Na manhã seguinte foi internada na Prisão Modelo de Barcelona, ​​no Pavilhão Invertido, onde ficaria durante uma semana que se transformou em três meses. Eles a colocaram em uma cela de castigo por quinze dias, de manhã tiraram seu colchão e travesseiro e os devolveram à noite. “Não tinha nada, ficar sentado no chão o dia todo. Não chorei nada, meus olhos estavam secos de tanto chorar, porque quando você comete um crime você sabe disso, mas eu não tinha feito nada, além de trabalhar em vários lugares, mas sem contrato e sem seguro. Lá eu não tinha nada e outros presos me deram escova de dente, pasta de dente, toalha e sabonete.”

Nunca lhe contaram o motivo da sua prisão nem ele foi julgado. O juiz que assinou a ordem, Jaime Amigó de Bonet, especifica que ela foi detida porque “estava causando escândalo público com os gestos de um invertido” e que não era conhecida por ter qualquer ocupação, quando a verdade é que trabalhava no Porto, no Hotel Pelayo, no Hospital Militar e no refeitório da Universidade. Entrou na prisão em 11 de março de 1966. Quando consultaram a Guarda Civil de Sevilha, disseram que ele tinha sido um preso político, “tudo mentira”. Lá ela foi submetida a humilhações e espancamentos. Na prisão ela trabalhava fazendo berços de vime e servindo um oficial de plantão, como uma escrava, mas isso lhe proporcionava uma certa proteção. Lá ela tinha namorado, “muitos deles foram para a cadeia, talvez para passar o tempo, ou porque se amavam muito. Às vezes passávamos ‘papéis’ um para o outro, mas era muito perigoso, se te pegassem te colocavam na cela de castigo por quarenta dias e raspavam sua cabeça.”

Em Sevilha trabalhou em vários espaços de entretenimento e no famoso stand da feira Esmeralda, “Los formalitos”. Ele então se aposentou e viveu e cuidou de sua família. Ele sempre foi claro sobre sua luta e seu papel na sociedade, sempre veio com generosidade quando o convidávamos para participar de algum evento ou da manifestação de junho. Ela nunca se cansou, nunca deixou de exigir seus direitos de uma sociedade que sempre a olhou de soslaio. Por sua luta e resistência, em 2018, a associação Adriano Antinoo concedeu-lhe a medalha.

Candela sempre, até o último dia, lutou para ser ela mesma e pelos direitos de todos.

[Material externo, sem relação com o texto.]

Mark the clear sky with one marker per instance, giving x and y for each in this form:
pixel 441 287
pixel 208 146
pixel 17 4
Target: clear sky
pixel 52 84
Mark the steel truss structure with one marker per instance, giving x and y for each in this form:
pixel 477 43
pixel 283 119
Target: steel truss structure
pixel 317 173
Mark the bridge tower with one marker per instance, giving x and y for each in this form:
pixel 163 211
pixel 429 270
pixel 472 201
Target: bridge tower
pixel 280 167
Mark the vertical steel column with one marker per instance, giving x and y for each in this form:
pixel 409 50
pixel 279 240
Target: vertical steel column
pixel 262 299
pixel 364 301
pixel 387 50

Ele morreu em fevereiro passado, dois dias depois de completar oitenta e cinco anos. Sempre nos lembraremos dela com seu sorriso, seu olhar brilhante, seu carinho e seu respeito por todos.

De 9 de maio a 26 de junho de 2026, a associação Adriano Antinoo organizou uma exposição no Espaço LGTBI #Relator8 de Sevilha, com fotografias e vídeos, para lhe prestar uma sincera e obrigatória homenagem.

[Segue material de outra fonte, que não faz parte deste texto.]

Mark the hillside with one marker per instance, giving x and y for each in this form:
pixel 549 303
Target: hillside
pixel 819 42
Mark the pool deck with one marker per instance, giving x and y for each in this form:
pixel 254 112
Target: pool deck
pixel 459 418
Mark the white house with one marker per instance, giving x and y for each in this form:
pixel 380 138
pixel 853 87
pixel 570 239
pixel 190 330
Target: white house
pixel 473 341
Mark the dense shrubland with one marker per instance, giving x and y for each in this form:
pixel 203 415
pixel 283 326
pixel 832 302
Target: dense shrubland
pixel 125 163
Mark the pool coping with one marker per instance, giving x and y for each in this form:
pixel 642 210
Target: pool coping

Voe alto Candela, nunca se esqueça do seu sorriso e da sua generosidade. Aqui sempre levaremos você em nossos corações. Este ano você não estará na manifestação, mas sempre terá um lugar lá.

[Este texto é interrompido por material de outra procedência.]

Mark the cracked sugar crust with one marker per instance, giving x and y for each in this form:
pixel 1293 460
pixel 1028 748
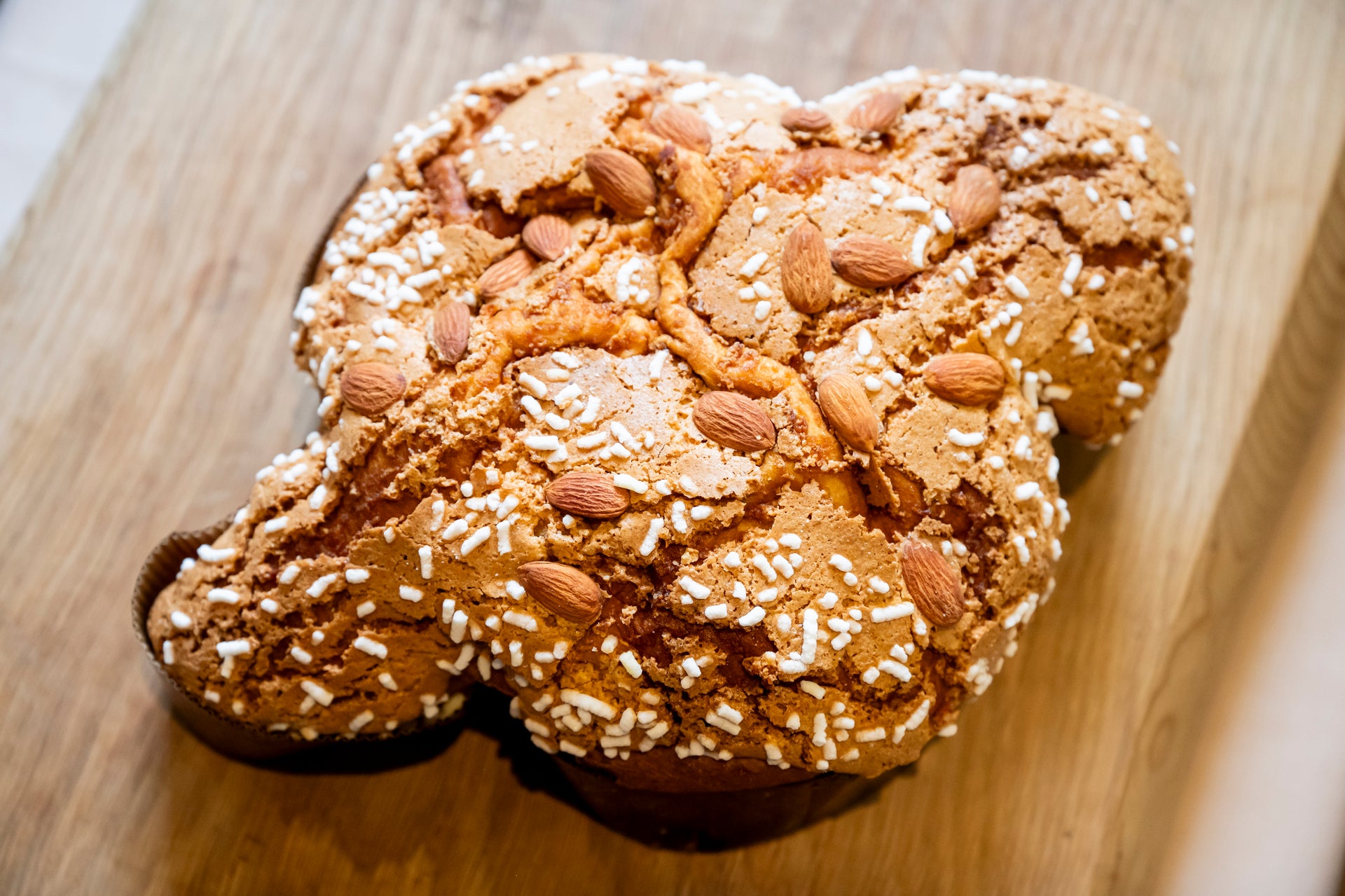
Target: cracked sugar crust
pixel 757 622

Autor Juan-Ramón Barbancho Rodríguez (Hinojosa del Duque, Córdoba 1964).

Graduado em Geografia e História e Doutor em História da Arte. Pesquisador Prometheus da Secretaria Nacional de Educação Superior de Ciência, Tecnologia e Inovação, Equador. Pesquisador do Centro de Arte Contemporânea de Quito.

Foi professor convidado nas Universidades Central e Católica do Equador e na Faculdade Latino-Americana de Ciências Sociais.

Autor de inúmeras publicações, incluindo:

SER VOCÊ MESMO foi um crime (em colaboração com Alfonso Baya) Ed. Lebres mortas. Espanha.

O pessoal é político. História do ativismo homossexual na Andaluzia. Pub. Diputação de Cádiz. Co-autor com Pablo Morterero.